Am 4. April 1972 wurde Priester V. Merkys, der 1959 auf Betreiben von Rugie­nis aus dem Seminar entfernt worden war, aber 1960 die Priesterweihe auf illega­lem Wege erhalten hatte, ins KGB zitiert. Der Leiter der Untersuchung teilte dem Priester mit, daß er die Tätigkeit in einer Pfarrei aufnehmen dürfte (zur Zeit arbeitet er in der Baumschule von Vilnius), wenn er genauestens anzugeben bereit sei, von wem er die Weihe erhalten habe, wo er Messen zelebriert und wo er gepredigt habe.

RAYON KAPSUKAS

Was ist das größte Laster?

Der Pfarrer des Kirchensprengels von Liubavas, Priester V. Užkuraitis, wurde von der Rayonsverwaltung von Kapsukas und dem Beauftragten Rugienis dazu gezwungen, Kinder als Altardiener bei der Messe nicht mehr zuzulassen. Rugienis rief zu diesem Zwecke sogar die Mitglieder des Kirchenkomitees von Liubavas zu sich, denen er damit drohte, daß bei Nichtbefolgung dieser An­weisung die Kirchengemeinde ihren Pfarrer verliere. Der Pfarrer weigerte sich, die Kinder vom Altardienst fernzuhalten, und er begründete das damit, daß nicht er, sondern die Eltern das Verfügungsrecht über die Kinder besäßen.

Priester P. Bubnys, der im Lager mit strengem Regime von Kapsukas seine Strafe verbüßt, wurde nahegelegt, ein Gnadengesuch einzureichen. Der Priester lehnte dies ab. Er fühlte sich unschuldig, da es die Pflicht eines jeden Priesters sei, Kinder in den Glaubenswahrheiten zu unterrichten.

Am 27. April 1972 verteilte die Klassenlehrerin Ramanauskaitė in der 9 b der V. Mittelschule von Kapsukas Fragebögen.

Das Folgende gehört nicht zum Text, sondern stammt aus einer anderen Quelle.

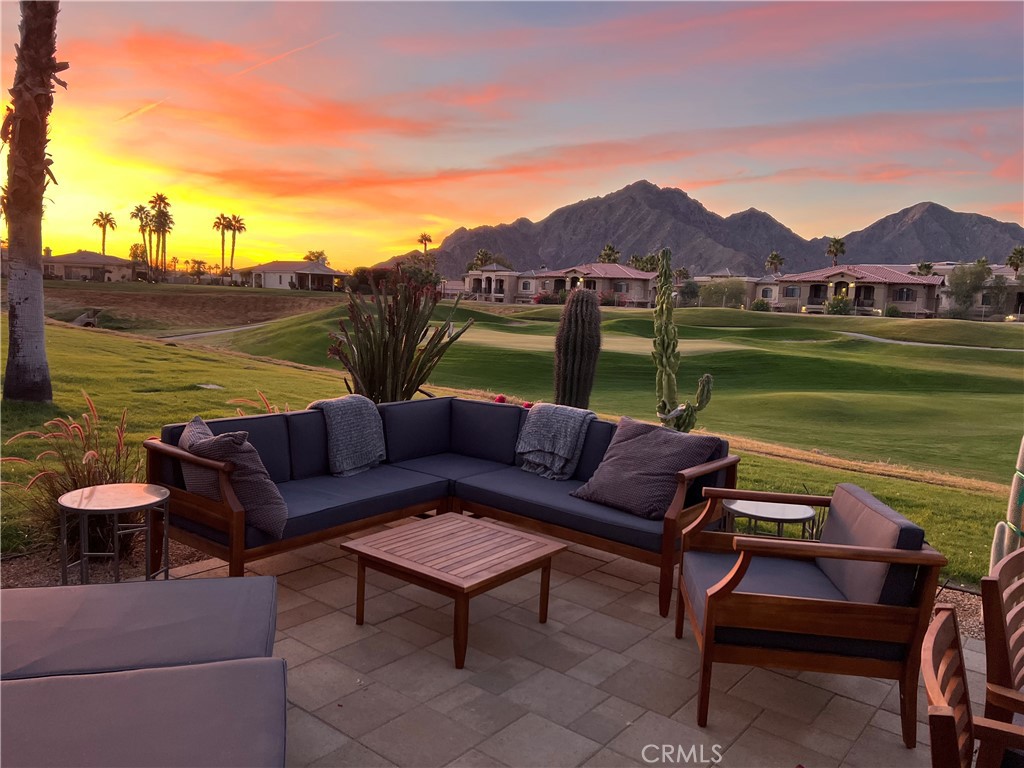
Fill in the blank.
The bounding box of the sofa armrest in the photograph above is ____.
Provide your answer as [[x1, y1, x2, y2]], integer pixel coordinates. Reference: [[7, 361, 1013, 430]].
[[732, 536, 948, 567], [703, 488, 831, 507]]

Die Frage: „Welches Laster willst du dir abgewöhnen?" sollten die Schüler mit „die Gläubigkeit" beantworten, sagte ihnen die Lehrerin. „Auch wenn ihr gar nicht glaubt, schreibt dennoch die Gläu­bigkeit hin." Sämtliche Kinder schrieben als Antwort aber nicht „die Gläubig­keit" sondern „die Faulheit" in den Fragebogen.

RAYON VILKAVIŠKIS

Schulkinder werden gezwungen, gegen den Glauben zu schreiben

Am 12. April 1971 befahl die Lehrerin Miknevicienė in der Klasse 10 c der Mittelschule von Kybartai denjenigen Schülern, welche Ostern in der Kirche ge­wesen waren, einen Aufsatz mit dem Thema zu schreiben: „Bažnyčia arti — do-rovė toli" (Die Kirche ist nah — die Tugend fern). Die übrigen Schüler durften ein frei gewähltes Thema behandeln. Die besten Schülerinnen der Klasse, L. Šal-čiūnaitė und T. Menčinskaitė, lieferten den ihnen befohlenen atheistischen Aufsatz nicht ab und erhielten dafür die Note „sehr schlecht". Außerdem wur­den sie zur Unterrichtsleiterin der Schule gerufen und mußten sich dort verantworten.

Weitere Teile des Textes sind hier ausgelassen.